To a certain extent, asking whether viruses are alive is kind of like asking whether one complex number is bigger than another – it’s a question that only makes sense with a limited understanding of the ideas at play. “The original definition of life was of its time,” says Iqbal. “We started out thinking about life with animals, and then plants […] these definitions predate knowledge of microbes and evolution.”
These more simple versions of what are, in reality, much more complex concepts, are also how most of us first learn about “life”. We’re taught MRS GREN; we’re taught about survival of the fittest. We’re not so much taught about submicroscopic self-replicating particles that occasionally embed themselves within and thus reorganize the genome of entire species.

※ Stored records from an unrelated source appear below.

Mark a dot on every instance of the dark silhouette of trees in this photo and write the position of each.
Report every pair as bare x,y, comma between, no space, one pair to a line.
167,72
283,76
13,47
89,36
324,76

“A lot of how we think about everything is coloured by what we learn in schools, which completely makes sense,” says Iqbal. “And the way schools teach science and maths is, you teach a simplified version of things – you have to be incremental.”
“And that's fine,” he adds. “But it does mean every now and again you get cognitive dissonances between more sophisticated models, which we think are more true, and what we learn at school.”
As humans, we often crave clear categories – the kind that viruses and virology cannot provide. But as fundamental a question it may seem to non-experts, whether or not viruses are alive is one that doesn’t seem to bother those who work with them day-to-day.
Viruses, it seems, are far less a question of what is than they are what could be. “They are replicating genetic material. That genetic material can move around between viruses and hosts and knows no boundaries,” says Allen. “Maybe viruses can be regarded as the current location of dormant genes? Who knows. I really don't think it matters.”
“Think of the phrase ‘when the wise man points to the stars, only the fool looks at his finger’,” he tells IFLScience. “Life is beautiful and wonderful and full of diversity. Today's snapshot of diversity will be different to tomorrows and to what came before.”
“No gene is alive, but together they create ‘life’ […] and diversity comes from all the genes as a whole, regardless of where they currently are.”